A quel che sembrava Mehevi aveva l’intenzione di rifornire la dispensa di Marheyo, forse pel timore che, ove non prendesse questa precauzione, i suoi ospiti non se la passassero troppo bene.

Non appena discesi dal phi-phi, la processione si mise in moto, con noi al centro, dove io rimasi per un certo tempo portato da Kory-Kory, dalle cui spalle però scendevo di tanto in tanto per sollevarlo dal peso. Al momento di metterci in marcia, gli indigeni intonarono un recitativo musicale, che, con parecchie varianti, ci accompagnò fino a casa.

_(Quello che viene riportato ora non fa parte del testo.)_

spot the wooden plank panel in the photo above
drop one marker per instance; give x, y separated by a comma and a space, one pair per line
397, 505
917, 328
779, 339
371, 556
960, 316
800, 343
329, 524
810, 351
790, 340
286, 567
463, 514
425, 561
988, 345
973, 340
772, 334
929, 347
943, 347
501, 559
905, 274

Mentre procedevamo, frotte di fanciulle balzarono dalle vicine boscaglie, e si misero al nostro seguito con tali clamori di allegrezza, da soffocare quasi le profonde note del recitativo. Quando fummo presso la dimora del vecchio Marheyo, i suoi abitanti accorsero a riceverci; e mentre si riponevano i doni di Mehevi, il vecchio guerriero faceva gli onori di casa con non meno calore d’ospitalità di quello con cui un gran signore europeo riceve gli amici nell’avito palazzo.